Member Reviews

We start in Beirut, where the Pelletier family moved after World War II, and where paterfamilias Louis has established a successful soap-making business. He has three sons and a daughter, now adults starting to make their way in the wide world. The eldest, Jean, is a complete failure at his father’s business, and his shrewish wife, Genevieve, is determined that they should be wealthy and respected. Off they go to France, hoping that somehow Jean can become a success in a different environment. François, the second son, has moved to Paris, ostensibly to enter the prestigious École Normale Supérieure, but actually to try to become a journalist. Étienne, secretly gay, takes a job in Saigon with France’s foreign exchange bureau, so that he can try to find his lover, a soldier who may be missing in action after a military mission against the Vietnamese communist forces. The youngest, Hélène still lives at home, bored, and allowing herself to enter into a physically abusive sexual affair with an older man.
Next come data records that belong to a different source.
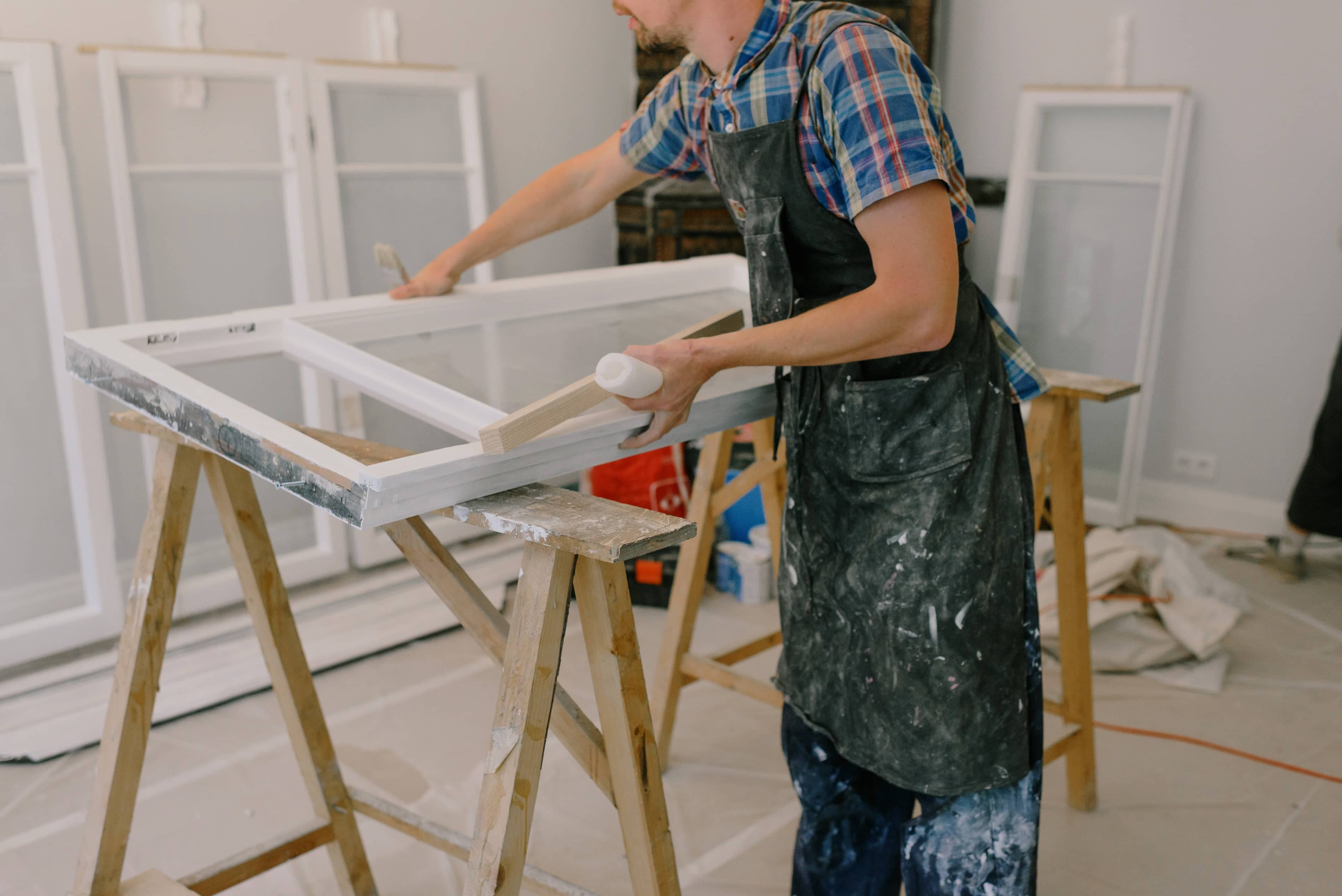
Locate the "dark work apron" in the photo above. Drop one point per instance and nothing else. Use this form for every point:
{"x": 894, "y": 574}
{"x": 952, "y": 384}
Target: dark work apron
{"x": 902, "y": 577}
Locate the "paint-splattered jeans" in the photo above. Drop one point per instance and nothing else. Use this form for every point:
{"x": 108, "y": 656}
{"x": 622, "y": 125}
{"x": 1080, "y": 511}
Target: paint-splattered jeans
{"x": 858, "y": 839}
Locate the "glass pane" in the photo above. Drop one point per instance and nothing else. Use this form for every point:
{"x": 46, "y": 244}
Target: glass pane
{"x": 1104, "y": 140}
{"x": 211, "y": 245}
{"x": 238, "y": 123}
{"x": 391, "y": 427}
{"x": 269, "y": 384}
{"x": 40, "y": 560}
{"x": 454, "y": 358}
{"x": 419, "y": 215}
{"x": 11, "y": 133}
{"x": 396, "y": 125}
{"x": 1082, "y": 296}
{"x": 547, "y": 353}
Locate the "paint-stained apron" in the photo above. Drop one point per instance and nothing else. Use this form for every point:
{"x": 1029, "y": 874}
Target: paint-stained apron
{"x": 906, "y": 637}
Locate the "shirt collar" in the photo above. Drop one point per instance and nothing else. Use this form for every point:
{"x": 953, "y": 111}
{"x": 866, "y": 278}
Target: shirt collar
{"x": 765, "y": 33}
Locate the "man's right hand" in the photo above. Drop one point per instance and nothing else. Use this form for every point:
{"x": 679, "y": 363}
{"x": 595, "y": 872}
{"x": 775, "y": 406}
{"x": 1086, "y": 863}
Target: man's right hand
{"x": 434, "y": 279}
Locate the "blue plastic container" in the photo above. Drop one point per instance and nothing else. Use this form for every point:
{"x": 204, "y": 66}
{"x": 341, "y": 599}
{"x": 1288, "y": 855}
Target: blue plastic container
{"x": 745, "y": 513}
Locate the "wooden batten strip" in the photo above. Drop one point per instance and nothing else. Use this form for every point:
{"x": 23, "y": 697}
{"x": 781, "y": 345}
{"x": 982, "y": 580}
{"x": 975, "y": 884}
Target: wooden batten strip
{"x": 744, "y": 482}
{"x": 545, "y": 414}
{"x": 260, "y": 859}
{"x": 709, "y": 670}
{"x": 747, "y": 651}
{"x": 449, "y": 842}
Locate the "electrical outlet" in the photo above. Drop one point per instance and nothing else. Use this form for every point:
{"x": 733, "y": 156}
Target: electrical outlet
{"x": 1195, "y": 464}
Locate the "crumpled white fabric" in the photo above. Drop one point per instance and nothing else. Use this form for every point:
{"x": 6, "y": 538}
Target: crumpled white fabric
{"x": 1129, "y": 635}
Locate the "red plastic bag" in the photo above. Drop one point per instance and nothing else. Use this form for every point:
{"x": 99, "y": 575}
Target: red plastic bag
{"x": 655, "y": 481}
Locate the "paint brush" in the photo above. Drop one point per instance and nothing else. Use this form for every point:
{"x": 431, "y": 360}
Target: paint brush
{"x": 391, "y": 262}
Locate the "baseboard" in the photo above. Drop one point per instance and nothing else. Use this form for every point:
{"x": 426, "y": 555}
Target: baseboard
{"x": 1204, "y": 508}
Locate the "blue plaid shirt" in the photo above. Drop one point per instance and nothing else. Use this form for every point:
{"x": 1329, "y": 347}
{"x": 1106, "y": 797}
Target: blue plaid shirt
{"x": 872, "y": 123}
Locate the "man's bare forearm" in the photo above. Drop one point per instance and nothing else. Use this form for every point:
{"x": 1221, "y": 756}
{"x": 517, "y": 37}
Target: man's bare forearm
{"x": 858, "y": 328}
{"x": 565, "y": 195}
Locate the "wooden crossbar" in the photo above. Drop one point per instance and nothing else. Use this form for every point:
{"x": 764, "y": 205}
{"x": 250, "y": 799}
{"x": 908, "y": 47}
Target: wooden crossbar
{"x": 260, "y": 859}
{"x": 747, "y": 651}
{"x": 154, "y": 883}
{"x": 451, "y": 843}
{"x": 761, "y": 470}
{"x": 700, "y": 667}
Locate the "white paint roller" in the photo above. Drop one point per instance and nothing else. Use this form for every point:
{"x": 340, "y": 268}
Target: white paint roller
{"x": 627, "y": 378}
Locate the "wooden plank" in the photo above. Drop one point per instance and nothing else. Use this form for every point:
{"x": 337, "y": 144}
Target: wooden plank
{"x": 747, "y": 651}
{"x": 622, "y": 698}
{"x": 1069, "y": 516}
{"x": 577, "y": 524}
{"x": 713, "y": 671}
{"x": 268, "y": 603}
{"x": 441, "y": 571}
{"x": 154, "y": 883}
{"x": 1043, "y": 414}
{"x": 257, "y": 860}
{"x": 1069, "y": 384}
{"x": 454, "y": 844}
{"x": 773, "y": 493}
{"x": 744, "y": 482}
{"x": 154, "y": 588}
{"x": 521, "y": 719}
{"x": 688, "y": 588}
{"x": 545, "y": 414}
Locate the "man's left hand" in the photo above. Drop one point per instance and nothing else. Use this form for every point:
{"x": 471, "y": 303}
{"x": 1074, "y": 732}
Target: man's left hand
{"x": 682, "y": 375}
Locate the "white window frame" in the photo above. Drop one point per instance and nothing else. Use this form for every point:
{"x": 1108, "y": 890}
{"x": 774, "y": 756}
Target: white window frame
{"x": 133, "y": 364}
{"x": 329, "y": 554}
{"x": 1011, "y": 261}
{"x": 46, "y": 171}
{"x": 371, "y": 548}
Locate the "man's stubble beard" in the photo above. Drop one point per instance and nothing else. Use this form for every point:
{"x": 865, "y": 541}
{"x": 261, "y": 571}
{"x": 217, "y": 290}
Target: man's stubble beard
{"x": 664, "y": 41}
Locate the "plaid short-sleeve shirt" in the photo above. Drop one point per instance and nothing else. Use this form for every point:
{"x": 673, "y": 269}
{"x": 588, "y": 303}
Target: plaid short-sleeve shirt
{"x": 870, "y": 121}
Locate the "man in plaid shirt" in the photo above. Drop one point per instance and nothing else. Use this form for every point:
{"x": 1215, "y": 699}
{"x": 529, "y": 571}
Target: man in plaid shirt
{"x": 910, "y": 657}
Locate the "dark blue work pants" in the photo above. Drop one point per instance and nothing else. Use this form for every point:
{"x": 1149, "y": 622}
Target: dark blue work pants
{"x": 858, "y": 836}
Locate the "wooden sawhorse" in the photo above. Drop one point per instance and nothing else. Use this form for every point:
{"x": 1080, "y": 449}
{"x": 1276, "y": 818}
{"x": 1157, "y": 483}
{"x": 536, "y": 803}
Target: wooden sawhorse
{"x": 1054, "y": 442}
{"x": 570, "y": 538}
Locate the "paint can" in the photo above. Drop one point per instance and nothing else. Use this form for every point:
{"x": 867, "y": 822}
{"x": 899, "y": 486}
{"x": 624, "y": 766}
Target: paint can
{"x": 745, "y": 572}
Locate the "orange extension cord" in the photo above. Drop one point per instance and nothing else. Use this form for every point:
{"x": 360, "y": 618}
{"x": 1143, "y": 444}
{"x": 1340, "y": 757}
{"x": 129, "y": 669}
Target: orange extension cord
{"x": 1196, "y": 742}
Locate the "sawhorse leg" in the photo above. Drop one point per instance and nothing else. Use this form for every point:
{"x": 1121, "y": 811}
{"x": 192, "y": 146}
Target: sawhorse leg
{"x": 711, "y": 498}
{"x": 620, "y": 757}
{"x": 1054, "y": 439}
{"x": 140, "y": 662}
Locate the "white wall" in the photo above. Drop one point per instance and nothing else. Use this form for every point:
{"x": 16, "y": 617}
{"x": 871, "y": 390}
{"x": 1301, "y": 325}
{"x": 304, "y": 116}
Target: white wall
{"x": 556, "y": 78}
{"x": 1255, "y": 304}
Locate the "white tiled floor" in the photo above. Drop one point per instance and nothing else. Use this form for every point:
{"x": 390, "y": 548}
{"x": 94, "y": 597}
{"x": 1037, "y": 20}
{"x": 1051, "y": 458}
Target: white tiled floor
{"x": 411, "y": 725}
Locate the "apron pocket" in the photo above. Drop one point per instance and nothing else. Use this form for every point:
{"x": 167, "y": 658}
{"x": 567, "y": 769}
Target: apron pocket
{"x": 909, "y": 427}
{"x": 767, "y": 259}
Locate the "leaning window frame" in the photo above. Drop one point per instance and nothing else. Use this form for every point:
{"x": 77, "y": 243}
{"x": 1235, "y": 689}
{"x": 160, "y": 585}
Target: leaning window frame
{"x": 47, "y": 173}
{"x": 329, "y": 553}
{"x": 1016, "y": 215}
{"x": 369, "y": 548}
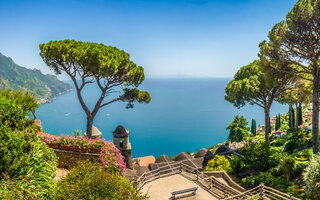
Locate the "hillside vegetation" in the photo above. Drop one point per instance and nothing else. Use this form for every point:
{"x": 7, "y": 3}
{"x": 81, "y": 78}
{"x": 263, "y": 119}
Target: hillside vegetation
{"x": 15, "y": 77}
This is a long book, and I stopped reading often and had to force myself to pick it up again. The first half of the book is nothing but unlikeable characters doing stupid, tawdry, and sometimes horrid things. While I read many history books with lots of violence and senseless cruelty, It’s not often I enjoy fiction with those elements, though I do enjoy some noir crime novels. This novel, particularly the first half, is filled with degrading and depressing cruelty of various kinds. The second half is an improvement, not because the tone changes or the people become more likable, but because the four young Pelletiers’ stories develop, and connections between them are made, as well as new information given about the senior Pelletiers that adds to the plot and characters.

Though the second half of the book is much better than the first half, I never enjoyed this read. It’s well written and the historical aspects are impressive, but this just wasn’t for me. Many other readers will find it more to their taste.